On 11 November 2015, Dokpesi, on behalf of the PDP party, made a public apology due to the mismanagement of Nigeria under the PDP government.

"Make no mistake, the PDP is aware that there were errors made along the way. We admit that at certain times in our past, mistakes have been made; we did not meet the expectations of Nigerians. We tender an apology. But the past is exactly what it is. We call on all party faithful, supporters and sympathisers to partner us going forward."

Dokpesi also criticised the PDP for fielding Goodluck Jonathan as the PDP's presidential candidate in the March 2015 elections.

==Money-laundering and corruption criminal charges==
On 9 December 2015, Dokpesi and his company, Daar Holding and Investment Limited, were charged in the Federal High Court, Abuja in a US$2.1 billion money laundering scam. The FG claimed the money was budgeted for weapons procurement for the Nigerian military to fight against the Boko Haram militants, but was confirmed diverted by Sambo Dasuki, the then National Security Advisor, to Dokpesi's Daar Holding and Investment Limited for the Nigerian presidential election of 2015 in favour of President Goodluck Jonathan.

The court charges, marked "FHC/ABJ/CR/380/2015" and filed by the Economic and Financial Crimes Commission (EFCC) indicated that they are accused of violating the Money Laundering Act, the EFCC Act and the Public Procurement Act. The presiding judge, Justice Gabriel Kolawole, granted bail to Mr. Dokpesi and adjourned the trial until 17 February 2016.

On 22 March 2019, Dokpesi was returned to jail after being arrested at the Nnamdi Azikiwe International Airport in Abuja, where he arrived after returning from medical treatment in Dubai, but was soon released. In November 2019, he was granted the right to leave Nigeria for medical reasons despite the ongoing trial proceedings.

On Thursday, 1 April 2021, Raymond Dokpesi was acquitted of all money laundering charges by the Federal Appeal Court of Nigeria.

==Illness and death==
In 2020, Dokpesi and members of his family were hospitalised at the University of Abuja Teaching Hospital after they were diagnosed with COVID-19. Dokpesi and two of his grandchildren were discharged on 14 May 2020 after they all tested negative for remains of COVID-19. At the time of this discharge, however, Dokpesi's son Raymond Jr. and other family members were still receiving treatment.

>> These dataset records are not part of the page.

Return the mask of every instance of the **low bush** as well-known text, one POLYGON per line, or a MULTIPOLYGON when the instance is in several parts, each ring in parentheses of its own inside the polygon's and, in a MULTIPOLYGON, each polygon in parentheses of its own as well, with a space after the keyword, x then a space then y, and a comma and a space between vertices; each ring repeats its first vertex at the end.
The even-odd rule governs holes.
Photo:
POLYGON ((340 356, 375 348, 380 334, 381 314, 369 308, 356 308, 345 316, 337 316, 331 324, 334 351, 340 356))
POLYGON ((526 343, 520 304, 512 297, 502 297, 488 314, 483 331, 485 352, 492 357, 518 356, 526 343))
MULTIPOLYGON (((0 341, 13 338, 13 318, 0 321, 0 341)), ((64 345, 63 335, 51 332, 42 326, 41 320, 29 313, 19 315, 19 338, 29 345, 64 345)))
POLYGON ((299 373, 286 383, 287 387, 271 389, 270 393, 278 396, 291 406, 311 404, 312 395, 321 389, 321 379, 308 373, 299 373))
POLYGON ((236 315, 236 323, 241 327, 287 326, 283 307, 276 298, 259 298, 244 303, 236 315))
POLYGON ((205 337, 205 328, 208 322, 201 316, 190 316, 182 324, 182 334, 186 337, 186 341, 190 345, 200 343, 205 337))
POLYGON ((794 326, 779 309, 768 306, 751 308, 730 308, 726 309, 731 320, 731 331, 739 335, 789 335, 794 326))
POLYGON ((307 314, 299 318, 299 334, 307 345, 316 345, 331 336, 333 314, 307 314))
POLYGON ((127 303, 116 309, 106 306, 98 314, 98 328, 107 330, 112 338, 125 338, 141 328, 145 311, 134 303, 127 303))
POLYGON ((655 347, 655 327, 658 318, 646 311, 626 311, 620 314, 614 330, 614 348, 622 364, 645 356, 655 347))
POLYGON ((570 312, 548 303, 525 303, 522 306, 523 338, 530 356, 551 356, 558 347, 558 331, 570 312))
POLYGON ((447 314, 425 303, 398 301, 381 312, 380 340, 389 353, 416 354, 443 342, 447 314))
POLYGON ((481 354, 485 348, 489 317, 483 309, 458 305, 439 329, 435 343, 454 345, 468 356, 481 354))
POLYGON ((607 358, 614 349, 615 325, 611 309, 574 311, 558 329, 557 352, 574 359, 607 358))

Dokpesi died from a stroke on 29 May 2023, at the age of 71.

== Awards and honours ==
His hometown conferred two chieftaincy titles upon him, both of which are only bestowed on worthy sons. Dokpesi was mentioned during the Dr. Kwame Nkrumah Leadership Award ceremony in Accra, and the Foundation for Excellence in Business Practice Geneva, Switzerland for his work with DAAR Communications.